Article 29 A taxpayer may entrust a withholding agent or other institution or individual with the filing of annual tax reconciliation return on his/her behalf.
Article 30 A withholding agent shall calculate, withhold and pay tax based on the information provided by the taxpayers and shall not alter the information provided by the taxpayers without authorization.
A taxpayer has the right to require a withholding agent to make modifications where he or she finds that the personal information, income, tax amounts withheld, and other information provided by the withholding agent are inconsistent with the actual circumstances. Where the withholding agent refuses to make modifications, the taxpayer shall report it to the tax authority and the tax authority shall handle it in a timely manner.
Taxpayers and withholding agents shall preserve the relevant documents related to itemized deductions for specific expenditures in accordance with the requirements. Tax authorities may conduct random examinations on the information of itemized deductions for specific expenditures provided by taxpayers, and the specific measures for random examination shall be formulated separately by the taxation department of the State Council. Where a tax authority finds a taxpayer providing false information, the tax authority shall order the taxpayer to make rectification within a time limit and notify his or her withholding agent. Where the circumstances are serious, the relevant departments shall handle the matter in accordance with the law, incorporate relevant information into the credit information system, and implement joint sanctions.
Article 31 Where there are errors in the annual tax reconciliation return filed by taxpayers applying for tax refund, the tax authority shall tell the taxpayer to make corrections thereof; and if the taxpayer has corrected the information, the tax authority shall deal with the tax refund in a timely manner.
Where a withholding agent does not turn over the tax withheld to the State treasury, it shall not affect the taxpayers’ right to apply for tax refund in accordance with the regulations, and the tax authority shall deal with the tax refund based on the relevant documents provided by the taxpayer.
Article 32 Where an income is paid in a currency other than Chinese yuan, the amount of taxable income shall be calculated by converting the income into Chinese yuan based on the Chinese yuan central parity rate quoted on the last day of the month preceding the one in which the tax return or withholding return is filed. When taxpayers file the annual tax reconciliation return at the end of the year, the amount of the income which is paid in a currency other than Chinese yuan shall not be calculated again if the tax has already been prepaid on a monthly or quarterly basis or each time. For the amount of the income which is paid in a currency other than Chinese yuan, if supplementary tax payment is needed, the Chinese yuan central parity rate on the last day of the previous tax year shall be used to convert it into Chinese yuan and calculate the taxable income.
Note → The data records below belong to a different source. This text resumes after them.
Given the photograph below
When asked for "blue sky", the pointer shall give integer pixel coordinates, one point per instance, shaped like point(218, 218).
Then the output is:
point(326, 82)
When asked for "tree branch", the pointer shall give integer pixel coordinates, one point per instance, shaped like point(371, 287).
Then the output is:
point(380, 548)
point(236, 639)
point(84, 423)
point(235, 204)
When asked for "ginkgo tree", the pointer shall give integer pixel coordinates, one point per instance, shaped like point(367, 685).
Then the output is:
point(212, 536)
Article 33 Where tax authorities pay handling fees to withholding agents in accordance with Article 17 of Individual Income Tax Law, the tax authorities shall issue refund documents; and withholding agents shall, based on the refund documents, file for refunds in accordance with relevant laws and regulations on the administration of the State treasury.
Article 34 The format of the individual income tax return, the tax return for individual income tax withheld, and the certificate for payment of individual income tax shall be formulated by the taxation department of the State Council in a unified manner.
Article 35 The matters on the collection of individual income tax on military personnel shall be subject to relevant laws and regulations.
Article 36 The Regulations shall enter into force from January 1, 2019.
All information in this document is authentic in Chinese. English is provided for reference only. In case of any discrepancy, the Chinese version shall prevail.